The NIM Vital system has been designed to help physicians detect, confirm, and monitor nerve function to minimise the risk of nerve damage during head and neck surgery.
By using advanced technology, the NIM Vital system offers complete intraoperative nerve condition data that helps to implement surgical strategy, as well as increase operative efficiency and precision.
The NIM Vital system offers real-time feedback on nerve function during intermittent or continuous monitoring, thereby enabling surgeons to adjust course as required.

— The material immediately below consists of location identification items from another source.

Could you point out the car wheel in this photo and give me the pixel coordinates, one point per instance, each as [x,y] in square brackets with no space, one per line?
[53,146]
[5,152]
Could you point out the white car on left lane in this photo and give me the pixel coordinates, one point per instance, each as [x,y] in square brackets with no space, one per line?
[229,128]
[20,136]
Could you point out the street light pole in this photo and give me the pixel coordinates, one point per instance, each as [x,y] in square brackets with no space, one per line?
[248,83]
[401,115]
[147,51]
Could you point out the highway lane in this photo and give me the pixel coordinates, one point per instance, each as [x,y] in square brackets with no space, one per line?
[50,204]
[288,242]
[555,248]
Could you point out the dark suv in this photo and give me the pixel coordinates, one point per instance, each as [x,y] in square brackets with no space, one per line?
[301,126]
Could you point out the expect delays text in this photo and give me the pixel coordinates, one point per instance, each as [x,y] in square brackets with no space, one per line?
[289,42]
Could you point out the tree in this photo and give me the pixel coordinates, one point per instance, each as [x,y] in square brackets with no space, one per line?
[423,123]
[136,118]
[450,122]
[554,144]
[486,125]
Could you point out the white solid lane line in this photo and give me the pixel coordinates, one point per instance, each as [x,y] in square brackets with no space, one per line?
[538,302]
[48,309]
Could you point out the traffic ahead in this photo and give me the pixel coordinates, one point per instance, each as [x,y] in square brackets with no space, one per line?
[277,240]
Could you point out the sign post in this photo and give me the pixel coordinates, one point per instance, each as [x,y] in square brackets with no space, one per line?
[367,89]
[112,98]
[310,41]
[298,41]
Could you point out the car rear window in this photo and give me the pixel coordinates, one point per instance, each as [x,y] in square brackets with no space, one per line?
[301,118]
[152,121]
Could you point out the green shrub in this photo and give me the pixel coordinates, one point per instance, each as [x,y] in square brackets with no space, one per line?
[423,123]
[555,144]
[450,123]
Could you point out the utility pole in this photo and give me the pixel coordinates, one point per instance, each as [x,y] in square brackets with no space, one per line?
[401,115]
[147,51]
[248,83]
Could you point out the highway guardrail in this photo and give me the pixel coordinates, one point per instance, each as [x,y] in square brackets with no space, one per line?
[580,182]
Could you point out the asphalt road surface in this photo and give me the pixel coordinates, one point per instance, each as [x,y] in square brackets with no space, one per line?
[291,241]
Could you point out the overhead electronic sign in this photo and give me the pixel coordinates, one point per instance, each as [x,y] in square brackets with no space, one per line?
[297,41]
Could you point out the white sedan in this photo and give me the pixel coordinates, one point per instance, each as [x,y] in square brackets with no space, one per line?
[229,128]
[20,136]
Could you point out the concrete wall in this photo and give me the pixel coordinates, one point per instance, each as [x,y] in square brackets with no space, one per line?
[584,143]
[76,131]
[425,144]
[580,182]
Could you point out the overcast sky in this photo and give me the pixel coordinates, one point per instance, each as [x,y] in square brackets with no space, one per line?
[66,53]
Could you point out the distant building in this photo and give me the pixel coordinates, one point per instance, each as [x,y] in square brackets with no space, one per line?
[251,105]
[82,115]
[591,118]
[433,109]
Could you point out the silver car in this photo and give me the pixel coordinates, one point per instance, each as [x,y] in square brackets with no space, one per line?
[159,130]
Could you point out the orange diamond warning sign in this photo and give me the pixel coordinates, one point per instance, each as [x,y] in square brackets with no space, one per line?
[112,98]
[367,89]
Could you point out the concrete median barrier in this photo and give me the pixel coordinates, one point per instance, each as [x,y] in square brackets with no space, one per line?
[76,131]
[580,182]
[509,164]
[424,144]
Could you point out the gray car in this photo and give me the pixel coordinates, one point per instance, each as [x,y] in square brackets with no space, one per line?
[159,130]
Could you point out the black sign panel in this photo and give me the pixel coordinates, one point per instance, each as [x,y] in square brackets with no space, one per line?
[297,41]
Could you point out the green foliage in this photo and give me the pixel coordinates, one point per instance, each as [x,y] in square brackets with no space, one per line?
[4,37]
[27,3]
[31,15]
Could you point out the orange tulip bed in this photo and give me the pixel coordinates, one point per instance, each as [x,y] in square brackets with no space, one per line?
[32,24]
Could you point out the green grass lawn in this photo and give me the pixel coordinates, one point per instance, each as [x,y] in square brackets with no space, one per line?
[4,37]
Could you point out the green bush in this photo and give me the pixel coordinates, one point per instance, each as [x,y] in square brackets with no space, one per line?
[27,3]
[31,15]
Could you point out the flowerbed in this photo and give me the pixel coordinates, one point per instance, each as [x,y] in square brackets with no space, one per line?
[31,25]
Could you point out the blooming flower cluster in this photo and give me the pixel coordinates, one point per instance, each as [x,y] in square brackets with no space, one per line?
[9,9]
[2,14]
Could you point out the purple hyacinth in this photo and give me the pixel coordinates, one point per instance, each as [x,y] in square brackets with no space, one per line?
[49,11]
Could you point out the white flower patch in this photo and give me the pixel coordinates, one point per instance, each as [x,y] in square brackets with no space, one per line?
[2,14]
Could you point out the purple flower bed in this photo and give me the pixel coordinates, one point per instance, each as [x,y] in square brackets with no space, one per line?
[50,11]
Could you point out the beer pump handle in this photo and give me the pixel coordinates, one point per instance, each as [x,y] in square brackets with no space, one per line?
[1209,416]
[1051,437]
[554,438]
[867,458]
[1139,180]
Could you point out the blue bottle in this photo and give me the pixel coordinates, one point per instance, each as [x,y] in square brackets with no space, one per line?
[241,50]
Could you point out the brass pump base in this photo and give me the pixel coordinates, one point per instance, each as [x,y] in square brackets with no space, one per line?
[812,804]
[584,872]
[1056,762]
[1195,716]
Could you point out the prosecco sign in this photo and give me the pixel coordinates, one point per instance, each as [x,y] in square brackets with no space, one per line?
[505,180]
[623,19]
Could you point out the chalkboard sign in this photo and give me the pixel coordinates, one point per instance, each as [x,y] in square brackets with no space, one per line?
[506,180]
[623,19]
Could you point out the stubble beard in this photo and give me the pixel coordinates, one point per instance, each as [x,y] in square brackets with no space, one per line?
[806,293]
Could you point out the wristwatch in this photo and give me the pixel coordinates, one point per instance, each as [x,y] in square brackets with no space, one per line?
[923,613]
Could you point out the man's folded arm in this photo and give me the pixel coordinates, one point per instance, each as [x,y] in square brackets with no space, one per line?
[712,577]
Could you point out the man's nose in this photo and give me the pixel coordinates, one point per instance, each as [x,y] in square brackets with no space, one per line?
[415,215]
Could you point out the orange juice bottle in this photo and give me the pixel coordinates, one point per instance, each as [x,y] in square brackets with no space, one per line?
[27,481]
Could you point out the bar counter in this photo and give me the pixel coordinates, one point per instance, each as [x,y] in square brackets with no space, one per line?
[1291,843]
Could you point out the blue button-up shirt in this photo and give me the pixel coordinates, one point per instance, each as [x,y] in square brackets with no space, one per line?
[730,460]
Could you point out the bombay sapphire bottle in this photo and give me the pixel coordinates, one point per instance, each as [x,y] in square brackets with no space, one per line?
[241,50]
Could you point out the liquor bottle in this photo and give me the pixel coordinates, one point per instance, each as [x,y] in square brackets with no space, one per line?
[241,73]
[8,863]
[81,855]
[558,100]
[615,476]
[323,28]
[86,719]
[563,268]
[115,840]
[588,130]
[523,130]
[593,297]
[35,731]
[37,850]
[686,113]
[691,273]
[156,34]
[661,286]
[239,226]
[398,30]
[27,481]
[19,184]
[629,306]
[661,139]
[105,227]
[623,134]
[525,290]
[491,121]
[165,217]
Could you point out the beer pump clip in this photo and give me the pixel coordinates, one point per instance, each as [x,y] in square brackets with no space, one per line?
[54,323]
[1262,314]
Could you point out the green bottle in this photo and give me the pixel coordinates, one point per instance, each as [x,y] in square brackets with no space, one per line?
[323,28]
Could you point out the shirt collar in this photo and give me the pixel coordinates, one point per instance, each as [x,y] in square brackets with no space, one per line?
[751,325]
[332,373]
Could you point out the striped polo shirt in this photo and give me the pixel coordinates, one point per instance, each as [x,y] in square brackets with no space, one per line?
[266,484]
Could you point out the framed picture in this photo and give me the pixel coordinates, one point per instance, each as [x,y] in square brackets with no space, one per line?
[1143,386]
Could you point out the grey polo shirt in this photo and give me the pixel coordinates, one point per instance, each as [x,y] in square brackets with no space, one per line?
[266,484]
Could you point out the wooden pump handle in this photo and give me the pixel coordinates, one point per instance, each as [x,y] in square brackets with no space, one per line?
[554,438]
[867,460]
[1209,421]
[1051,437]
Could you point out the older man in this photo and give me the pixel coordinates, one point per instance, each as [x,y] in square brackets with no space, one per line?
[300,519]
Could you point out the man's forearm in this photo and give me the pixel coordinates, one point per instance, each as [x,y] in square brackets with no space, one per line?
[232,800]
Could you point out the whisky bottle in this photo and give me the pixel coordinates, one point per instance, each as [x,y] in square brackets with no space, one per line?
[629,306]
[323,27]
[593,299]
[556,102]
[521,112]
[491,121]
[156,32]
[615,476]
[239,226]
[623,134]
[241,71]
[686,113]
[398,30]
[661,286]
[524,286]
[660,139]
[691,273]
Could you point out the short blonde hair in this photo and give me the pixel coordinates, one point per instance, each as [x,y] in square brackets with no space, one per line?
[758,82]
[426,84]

Medtronic already secured CE mark approval for the NIM Vital system to distribute outside the US.
Medtronic restorative therapies group’s ENT business general manager and vice president Vince Racano said: “The addition of these two technologies builds on our 20-year legacy of providing innovative solutions that assist surgeons during critical head and neck procedures.
“By offering these complementary technologies – the NIM Vital system to protect crucial nerves and the PTeye system to help confirm parathyroid tissue identified visually by the surgeon – we’re helping physicians address two of the most common challenges during these procedures.”
Medtronic acquires Ai Biomed to expand its ENT portfolio
Medtronic has also expanded its ENT portfolio with the recent acquisition of Ai Biomed, which produces a PTeye parathyroid detection system.
The PTeye system, which is claimed to be the only probe-based technology of its kind, will help the physician to identify the parathyroid tissue during thyroid surgery.
Medtronic stated that the purchase of Ai Biomed is the seventh in a series of tuck-in acquisitions that it made in this calendar year.
Recently, Medtronic secured FDA approval for its Abre venous self-expanding stent system for use in the iliofemoral veins in patients with symptomatic iliofemoral venous outflow obstruction or otherwise called deep venous obstruction.